Publié le 29 Octobre 2025
Lucas Burel et Camille Vigogne Le Coat nous montrent ce mercredi 29 octobre 2025 dans nouvelobs.com que les éditions Fayard ont organisé une soirée VIP mardi, au Théâtre Marigny, au président du Rassemblement national à l’occasion de la sortie de son deuxième livre. Un ouvrage qui est une compilation de témoignages permettant à l’eurodéputé de vendre le programme du parti d’extrême droite et sa vision désormais libérale de la société française. La publication d’un deuxième livre de Jordan Bardella par la prestigieuse enseigne Fayard entérine sa réorientation vers l’extrême droite. À l’origine, il y a le rachat d’Hachette par Bolloré en 2023 et l’arrivée à la tête des éditions Fayard en 2024 de Lise Boëll, l’éditrice historique d’Eric Zemmour, pour imposer une ligne éditoriale conservatrice, avec une large place aux discours réactionnaires sur l’immigration, l’insécurité, l’anti-«wokisme» et la remise en cause de l’écologie.

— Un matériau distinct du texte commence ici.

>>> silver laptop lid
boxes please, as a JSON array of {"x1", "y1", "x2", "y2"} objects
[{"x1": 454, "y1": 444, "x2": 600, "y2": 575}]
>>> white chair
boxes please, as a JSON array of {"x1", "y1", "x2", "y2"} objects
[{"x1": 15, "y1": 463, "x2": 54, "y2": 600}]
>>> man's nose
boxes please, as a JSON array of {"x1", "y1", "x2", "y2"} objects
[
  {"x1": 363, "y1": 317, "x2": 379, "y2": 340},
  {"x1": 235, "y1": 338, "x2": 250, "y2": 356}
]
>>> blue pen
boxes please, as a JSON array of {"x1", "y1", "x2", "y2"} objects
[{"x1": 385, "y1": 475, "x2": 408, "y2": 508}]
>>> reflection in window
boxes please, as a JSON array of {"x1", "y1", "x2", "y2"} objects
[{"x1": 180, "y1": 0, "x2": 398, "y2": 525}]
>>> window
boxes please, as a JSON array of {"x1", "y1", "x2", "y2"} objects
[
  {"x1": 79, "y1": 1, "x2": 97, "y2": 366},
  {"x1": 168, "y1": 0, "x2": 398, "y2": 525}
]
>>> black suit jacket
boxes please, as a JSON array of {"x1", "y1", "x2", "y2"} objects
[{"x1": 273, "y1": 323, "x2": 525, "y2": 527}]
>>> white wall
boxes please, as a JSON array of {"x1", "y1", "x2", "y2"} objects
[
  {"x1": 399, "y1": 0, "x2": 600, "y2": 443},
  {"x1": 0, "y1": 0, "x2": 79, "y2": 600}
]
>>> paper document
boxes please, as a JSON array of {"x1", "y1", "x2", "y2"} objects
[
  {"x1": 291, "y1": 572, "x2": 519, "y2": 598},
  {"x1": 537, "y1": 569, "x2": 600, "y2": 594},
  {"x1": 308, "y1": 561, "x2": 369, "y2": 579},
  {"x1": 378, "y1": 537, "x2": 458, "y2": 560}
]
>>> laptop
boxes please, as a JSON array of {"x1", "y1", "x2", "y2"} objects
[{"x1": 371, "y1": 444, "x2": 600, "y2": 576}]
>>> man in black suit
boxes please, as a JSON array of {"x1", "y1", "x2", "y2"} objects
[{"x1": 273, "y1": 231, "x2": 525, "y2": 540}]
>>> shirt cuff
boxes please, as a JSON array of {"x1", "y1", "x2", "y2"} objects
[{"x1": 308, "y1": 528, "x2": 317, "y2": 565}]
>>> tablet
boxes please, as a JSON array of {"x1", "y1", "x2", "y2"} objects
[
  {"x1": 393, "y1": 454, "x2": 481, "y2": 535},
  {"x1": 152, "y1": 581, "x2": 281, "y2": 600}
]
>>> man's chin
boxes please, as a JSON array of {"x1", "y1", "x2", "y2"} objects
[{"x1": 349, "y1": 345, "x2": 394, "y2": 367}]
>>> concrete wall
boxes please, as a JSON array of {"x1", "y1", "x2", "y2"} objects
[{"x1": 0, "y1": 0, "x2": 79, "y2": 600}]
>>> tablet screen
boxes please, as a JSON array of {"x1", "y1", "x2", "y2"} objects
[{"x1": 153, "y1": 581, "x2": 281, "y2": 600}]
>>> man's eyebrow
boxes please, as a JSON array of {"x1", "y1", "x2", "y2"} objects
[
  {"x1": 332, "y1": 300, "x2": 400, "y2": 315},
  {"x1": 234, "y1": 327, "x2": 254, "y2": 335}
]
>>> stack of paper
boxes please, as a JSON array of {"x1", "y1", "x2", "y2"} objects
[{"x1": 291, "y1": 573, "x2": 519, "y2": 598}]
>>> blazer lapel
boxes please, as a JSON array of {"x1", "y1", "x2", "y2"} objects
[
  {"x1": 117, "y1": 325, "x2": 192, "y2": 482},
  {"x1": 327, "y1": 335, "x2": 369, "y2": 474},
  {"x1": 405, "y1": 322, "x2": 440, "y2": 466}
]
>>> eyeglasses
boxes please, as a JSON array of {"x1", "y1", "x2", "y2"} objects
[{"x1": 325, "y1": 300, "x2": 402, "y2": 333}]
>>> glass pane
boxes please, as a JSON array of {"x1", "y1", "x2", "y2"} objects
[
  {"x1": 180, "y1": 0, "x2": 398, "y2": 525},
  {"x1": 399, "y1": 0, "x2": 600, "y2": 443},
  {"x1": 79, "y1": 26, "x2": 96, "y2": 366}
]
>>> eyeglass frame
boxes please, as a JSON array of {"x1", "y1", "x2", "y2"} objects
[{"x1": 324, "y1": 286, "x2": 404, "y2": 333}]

Fayard, qui était une maison historique de centre gauche plutôt classique, s’est trouvée à éditer du Jordan Bardella, Philippe de Villiers… Toute une série de figures centrales réactionnaires (https://www.ouest-france.fr/economie/entreprises/bollore/cette-maison-dedition-du-finistere-co-edite-le-recueil-deborder-bollore-c98944b2-357f-11f0-bf6c-240af7605eff).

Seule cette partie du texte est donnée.